Watchdog Group Says Lack Of Transparency Will Hurt Oil And Gas
In a new report, Transparency International argues that 2017 has been a "very bad year" for public scrutiny of the oil and gas industry due to the heightened presence of special interests in the U.S. government.
"It's been a very bad year for transparency in the energy and mining sector," Zoë Reiter, project lead at the human rights group, said.
The watchdog group suggested that Florida’s apparent exemption from a national fossil fuel drilling plan in favor of protecting the state’s tourism industry constituted a serious concern for the electorate. Some 90 percent of the outer U.S. shelf is set to be opened up to drillers as part of President Trump’s strategy for energy independence and dominance.

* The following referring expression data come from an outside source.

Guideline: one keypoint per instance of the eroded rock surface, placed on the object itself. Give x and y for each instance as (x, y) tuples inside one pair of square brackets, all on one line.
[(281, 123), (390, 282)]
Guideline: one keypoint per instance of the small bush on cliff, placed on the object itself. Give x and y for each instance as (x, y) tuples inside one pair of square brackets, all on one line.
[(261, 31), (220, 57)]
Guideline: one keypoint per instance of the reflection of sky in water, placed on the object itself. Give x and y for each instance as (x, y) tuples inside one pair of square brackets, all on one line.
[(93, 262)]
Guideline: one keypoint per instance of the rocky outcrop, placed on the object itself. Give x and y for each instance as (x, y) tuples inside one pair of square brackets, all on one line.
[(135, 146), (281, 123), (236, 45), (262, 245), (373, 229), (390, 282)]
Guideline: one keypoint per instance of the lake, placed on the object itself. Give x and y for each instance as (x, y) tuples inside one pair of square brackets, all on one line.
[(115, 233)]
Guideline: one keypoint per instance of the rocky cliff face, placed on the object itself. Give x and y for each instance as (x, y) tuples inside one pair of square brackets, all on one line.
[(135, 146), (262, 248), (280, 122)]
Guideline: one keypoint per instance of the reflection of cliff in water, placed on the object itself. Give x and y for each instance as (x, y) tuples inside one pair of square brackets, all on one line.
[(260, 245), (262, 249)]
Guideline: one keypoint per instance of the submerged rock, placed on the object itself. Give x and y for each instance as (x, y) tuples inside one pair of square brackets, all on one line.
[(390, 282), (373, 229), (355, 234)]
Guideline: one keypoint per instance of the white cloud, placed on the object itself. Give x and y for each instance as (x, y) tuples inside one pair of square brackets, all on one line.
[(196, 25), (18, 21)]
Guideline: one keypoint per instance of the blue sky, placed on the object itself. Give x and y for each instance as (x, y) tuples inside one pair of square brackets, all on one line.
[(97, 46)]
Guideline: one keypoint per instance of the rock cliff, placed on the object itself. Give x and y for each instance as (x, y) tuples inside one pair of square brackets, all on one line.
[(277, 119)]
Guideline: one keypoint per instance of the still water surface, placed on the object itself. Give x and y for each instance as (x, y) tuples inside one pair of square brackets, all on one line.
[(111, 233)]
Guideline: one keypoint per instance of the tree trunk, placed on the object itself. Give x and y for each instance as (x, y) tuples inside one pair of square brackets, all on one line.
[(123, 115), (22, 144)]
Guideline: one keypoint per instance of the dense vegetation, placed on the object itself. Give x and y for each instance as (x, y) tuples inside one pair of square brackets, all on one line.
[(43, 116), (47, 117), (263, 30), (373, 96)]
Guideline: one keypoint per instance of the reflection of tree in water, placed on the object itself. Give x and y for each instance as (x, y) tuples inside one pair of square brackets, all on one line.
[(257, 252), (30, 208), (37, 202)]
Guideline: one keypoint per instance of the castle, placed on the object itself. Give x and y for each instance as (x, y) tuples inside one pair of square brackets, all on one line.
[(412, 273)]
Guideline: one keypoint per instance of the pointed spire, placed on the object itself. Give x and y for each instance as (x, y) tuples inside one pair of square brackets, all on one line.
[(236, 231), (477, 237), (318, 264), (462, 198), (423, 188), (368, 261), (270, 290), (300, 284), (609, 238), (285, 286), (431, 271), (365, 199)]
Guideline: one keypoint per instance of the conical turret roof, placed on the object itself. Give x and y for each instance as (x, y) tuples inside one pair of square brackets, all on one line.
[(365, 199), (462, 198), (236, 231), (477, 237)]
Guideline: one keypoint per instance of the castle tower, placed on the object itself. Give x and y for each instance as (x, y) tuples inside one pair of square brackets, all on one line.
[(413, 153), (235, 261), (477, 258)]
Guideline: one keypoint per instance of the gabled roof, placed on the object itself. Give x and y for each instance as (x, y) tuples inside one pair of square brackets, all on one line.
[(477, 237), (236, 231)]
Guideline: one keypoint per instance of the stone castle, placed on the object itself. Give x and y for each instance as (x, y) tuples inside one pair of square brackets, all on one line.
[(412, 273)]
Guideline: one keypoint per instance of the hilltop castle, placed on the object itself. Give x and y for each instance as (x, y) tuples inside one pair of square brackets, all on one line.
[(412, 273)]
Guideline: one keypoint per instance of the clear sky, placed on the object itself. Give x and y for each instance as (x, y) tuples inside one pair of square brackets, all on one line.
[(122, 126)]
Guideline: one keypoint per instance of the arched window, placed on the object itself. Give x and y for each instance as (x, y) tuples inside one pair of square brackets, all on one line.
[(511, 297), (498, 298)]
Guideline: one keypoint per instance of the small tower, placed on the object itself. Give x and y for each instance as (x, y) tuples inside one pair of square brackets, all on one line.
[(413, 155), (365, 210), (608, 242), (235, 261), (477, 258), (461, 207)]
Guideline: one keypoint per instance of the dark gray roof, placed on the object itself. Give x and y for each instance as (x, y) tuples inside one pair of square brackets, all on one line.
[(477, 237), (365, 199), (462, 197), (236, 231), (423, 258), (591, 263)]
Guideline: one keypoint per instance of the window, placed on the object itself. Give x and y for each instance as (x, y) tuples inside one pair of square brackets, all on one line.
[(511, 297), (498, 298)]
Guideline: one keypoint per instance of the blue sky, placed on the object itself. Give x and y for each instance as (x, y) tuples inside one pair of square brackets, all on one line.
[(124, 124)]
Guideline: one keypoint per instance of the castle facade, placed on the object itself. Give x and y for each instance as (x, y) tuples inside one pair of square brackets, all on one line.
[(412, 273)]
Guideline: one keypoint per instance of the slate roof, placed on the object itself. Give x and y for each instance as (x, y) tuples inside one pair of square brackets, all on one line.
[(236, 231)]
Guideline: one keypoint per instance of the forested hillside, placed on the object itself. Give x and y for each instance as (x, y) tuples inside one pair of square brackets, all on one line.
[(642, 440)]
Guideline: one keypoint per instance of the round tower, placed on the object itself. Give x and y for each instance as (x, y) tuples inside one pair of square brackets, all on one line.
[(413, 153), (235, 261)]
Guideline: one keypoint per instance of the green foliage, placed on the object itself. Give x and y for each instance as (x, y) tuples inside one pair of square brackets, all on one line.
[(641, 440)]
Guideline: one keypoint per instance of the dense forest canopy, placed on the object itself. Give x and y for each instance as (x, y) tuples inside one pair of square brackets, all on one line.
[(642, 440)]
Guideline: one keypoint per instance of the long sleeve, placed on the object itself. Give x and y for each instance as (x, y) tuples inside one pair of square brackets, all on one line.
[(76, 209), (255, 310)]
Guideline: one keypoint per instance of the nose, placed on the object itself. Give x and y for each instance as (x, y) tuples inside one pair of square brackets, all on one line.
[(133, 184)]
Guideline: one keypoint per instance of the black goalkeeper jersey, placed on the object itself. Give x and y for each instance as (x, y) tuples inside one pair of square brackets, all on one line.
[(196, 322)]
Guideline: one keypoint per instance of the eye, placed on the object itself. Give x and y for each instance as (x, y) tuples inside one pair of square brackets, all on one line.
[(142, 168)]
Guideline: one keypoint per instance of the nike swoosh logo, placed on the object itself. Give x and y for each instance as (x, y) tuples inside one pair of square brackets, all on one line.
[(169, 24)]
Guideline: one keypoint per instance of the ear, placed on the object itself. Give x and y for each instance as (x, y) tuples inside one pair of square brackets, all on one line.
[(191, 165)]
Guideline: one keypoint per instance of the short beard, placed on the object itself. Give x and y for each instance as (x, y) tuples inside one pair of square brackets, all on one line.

"Americans are all too aware of the undue influence of money and politics and that many policy and resource allocation choices are not necessarily made in the public interest but rather special interests," Reiter told UPI. "The special need to exclude Florida but no other coastal states makes no sense to many of us."
Florida’s two Senators, Republican Marco Rubio and Democrat Bill Nelson, both opposed the Trump administration’s proposal to open almost all U.S. coastal waters for lease sales. Following the announcement in January, Rubio asked Interior Secretary Ryan Zinke "to recognize the Florida Congressional delegation's bipartisan efforts to maintain and extend the moratorium in the Eastern Gulf of Mexico, and remove this area for future planning purposes."
While Zinke publicly vowed to cater to the Senators’ request, later congressional testimony revealed that the areas were still under consideration for inclusion under the draft leasing bill.
U.S. Secretary of State Rex Tillerson’s previous tenure as CEO of ExxonMobil (NYSE: XOM) is another point of concern, Transparency International says. Tillerson formerly worked for the American Petroleum Institute in its fight against the Dodd-Frank Act’s disclosure requirements for funds paid to foreign countries.